> From: owner-openssl-us...@openssl.org On Behalf Of Klaus Heinrich Kiwi
> Sent: Wednesday, 23 September, 2009 15:59

> I noted that when generating a RSA public key pair using a 
> non-standard public exponent (particularly, 65538, or 0x01, 
> 0x00,0x02), the RSA_generate_key never returns, and the 
> program keeps using 100% CPU until I kill it.
> 
> My question is: Is this behavior expected? If some non-standard publ. 
> exponent is problematic, shouldn't we abort with error before 
> attempting to use it?
> 
RSA doesn't work if e (or d) has any common factors with phi(m) 
= IIRC LCM(p-1,q-1). If this happens, the code just tries again.

This means there are no p,q for which any even e can work, 
hence the infinite loop. As mentioned on the man page, BTW.

For an e with a factor small but greater than 2, many p,q 
won't work but some will. Is this a desirable case? I don't know.
The popular standard e (3 and 65537) were chosen to be (odd) primes 
and for the latter the chance of a keygen try failing is tiny.

> Or, to put it in another way, should the caller validate the 
> public exponent before issuing RSA_generate_key(), to avoid a 
> potential DoS?
> 
If you're going to accept e from an untrustworthy source, probably.

Or it appears you can use the callback to impose a limit on the 
number of tries, amount of time, etc. as you consider appropriate.

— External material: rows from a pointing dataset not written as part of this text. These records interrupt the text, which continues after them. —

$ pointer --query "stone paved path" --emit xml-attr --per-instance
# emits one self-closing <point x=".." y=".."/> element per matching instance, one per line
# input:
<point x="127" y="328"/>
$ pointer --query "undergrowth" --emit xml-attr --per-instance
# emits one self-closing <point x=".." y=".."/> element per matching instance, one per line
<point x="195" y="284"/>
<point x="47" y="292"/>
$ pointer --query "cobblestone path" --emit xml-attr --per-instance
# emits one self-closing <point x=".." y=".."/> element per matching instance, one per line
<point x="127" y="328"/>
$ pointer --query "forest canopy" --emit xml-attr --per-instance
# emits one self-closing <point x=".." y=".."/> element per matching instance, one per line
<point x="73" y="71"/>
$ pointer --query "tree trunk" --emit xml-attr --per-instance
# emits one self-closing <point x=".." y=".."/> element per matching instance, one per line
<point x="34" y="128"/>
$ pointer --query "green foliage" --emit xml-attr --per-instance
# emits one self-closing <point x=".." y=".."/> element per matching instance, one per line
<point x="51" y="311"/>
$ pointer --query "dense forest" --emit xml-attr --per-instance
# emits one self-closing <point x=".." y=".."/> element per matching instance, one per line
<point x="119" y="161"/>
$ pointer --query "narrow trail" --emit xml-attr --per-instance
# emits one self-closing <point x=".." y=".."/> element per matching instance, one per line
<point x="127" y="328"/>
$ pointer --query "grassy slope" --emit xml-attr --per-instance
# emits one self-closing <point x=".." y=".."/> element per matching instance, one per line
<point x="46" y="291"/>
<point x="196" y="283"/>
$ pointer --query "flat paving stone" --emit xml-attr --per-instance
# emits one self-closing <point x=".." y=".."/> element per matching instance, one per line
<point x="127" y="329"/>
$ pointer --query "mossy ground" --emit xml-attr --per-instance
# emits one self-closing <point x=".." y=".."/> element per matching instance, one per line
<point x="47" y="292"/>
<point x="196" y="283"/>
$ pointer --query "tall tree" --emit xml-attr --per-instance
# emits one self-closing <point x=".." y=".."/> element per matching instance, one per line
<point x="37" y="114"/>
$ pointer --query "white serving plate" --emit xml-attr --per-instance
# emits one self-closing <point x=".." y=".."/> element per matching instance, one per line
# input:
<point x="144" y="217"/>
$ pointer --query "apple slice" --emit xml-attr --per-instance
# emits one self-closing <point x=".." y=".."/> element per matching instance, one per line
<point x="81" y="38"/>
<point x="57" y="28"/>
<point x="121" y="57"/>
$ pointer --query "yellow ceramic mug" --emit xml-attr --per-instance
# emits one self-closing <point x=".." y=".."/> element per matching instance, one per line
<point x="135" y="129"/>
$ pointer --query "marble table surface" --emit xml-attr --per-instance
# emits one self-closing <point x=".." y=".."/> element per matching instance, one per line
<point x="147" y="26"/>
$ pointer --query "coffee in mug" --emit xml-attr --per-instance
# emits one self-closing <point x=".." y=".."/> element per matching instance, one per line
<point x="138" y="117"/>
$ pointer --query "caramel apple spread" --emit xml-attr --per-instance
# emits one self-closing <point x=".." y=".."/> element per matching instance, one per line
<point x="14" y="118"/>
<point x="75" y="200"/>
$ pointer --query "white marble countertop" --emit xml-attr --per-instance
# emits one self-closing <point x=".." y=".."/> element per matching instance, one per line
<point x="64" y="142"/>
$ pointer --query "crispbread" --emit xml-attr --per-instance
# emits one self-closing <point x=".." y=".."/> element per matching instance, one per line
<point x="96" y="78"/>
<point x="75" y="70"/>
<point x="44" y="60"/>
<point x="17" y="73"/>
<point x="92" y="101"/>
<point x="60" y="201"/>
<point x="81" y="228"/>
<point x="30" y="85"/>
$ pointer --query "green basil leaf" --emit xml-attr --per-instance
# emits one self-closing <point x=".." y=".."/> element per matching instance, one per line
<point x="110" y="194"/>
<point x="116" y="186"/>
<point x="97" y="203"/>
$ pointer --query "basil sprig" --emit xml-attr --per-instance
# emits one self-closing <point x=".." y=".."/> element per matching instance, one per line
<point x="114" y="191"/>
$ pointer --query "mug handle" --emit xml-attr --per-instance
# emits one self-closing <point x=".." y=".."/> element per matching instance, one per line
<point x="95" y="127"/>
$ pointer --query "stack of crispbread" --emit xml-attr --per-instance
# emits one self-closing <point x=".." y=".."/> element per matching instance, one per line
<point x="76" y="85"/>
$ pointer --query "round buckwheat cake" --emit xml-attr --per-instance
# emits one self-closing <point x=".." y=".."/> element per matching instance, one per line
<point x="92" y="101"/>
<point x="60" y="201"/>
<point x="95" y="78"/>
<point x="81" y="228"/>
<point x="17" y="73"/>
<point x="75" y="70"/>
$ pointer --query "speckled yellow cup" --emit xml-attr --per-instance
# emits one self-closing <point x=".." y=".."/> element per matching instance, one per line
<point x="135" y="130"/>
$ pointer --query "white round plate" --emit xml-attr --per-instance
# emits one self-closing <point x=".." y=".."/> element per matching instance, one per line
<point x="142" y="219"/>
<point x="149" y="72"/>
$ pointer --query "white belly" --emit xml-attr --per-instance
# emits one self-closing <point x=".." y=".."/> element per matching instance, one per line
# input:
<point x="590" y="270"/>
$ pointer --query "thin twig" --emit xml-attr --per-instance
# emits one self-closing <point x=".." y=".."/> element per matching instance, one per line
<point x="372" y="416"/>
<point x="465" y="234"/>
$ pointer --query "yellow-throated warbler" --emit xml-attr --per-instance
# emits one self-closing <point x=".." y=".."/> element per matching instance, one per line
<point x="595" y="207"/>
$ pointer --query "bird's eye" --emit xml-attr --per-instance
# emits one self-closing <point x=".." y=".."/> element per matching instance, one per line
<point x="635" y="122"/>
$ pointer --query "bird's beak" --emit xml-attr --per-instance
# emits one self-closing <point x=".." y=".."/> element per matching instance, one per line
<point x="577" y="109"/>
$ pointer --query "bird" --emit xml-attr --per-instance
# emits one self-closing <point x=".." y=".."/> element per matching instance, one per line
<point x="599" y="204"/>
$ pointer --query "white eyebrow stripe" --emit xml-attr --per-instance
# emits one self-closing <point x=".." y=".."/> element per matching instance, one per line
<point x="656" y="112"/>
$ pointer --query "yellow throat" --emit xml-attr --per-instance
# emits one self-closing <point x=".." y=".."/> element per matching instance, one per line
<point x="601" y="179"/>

If you allow large e (any significant fraction of the modulus size) 
it might be a covert channel for the keygen-requestor to leak info 
(if the requestor is malicious against its owner, apparently not 
you if you are worried about attacks by the owner against you).
I'd also worry whether there is a way for malicious requestor 
to choose e such that it assists or enables later side-channel 
attacks against encryptors or verifiers using the resulting 
publickey, but I don't know enough to analyze for that.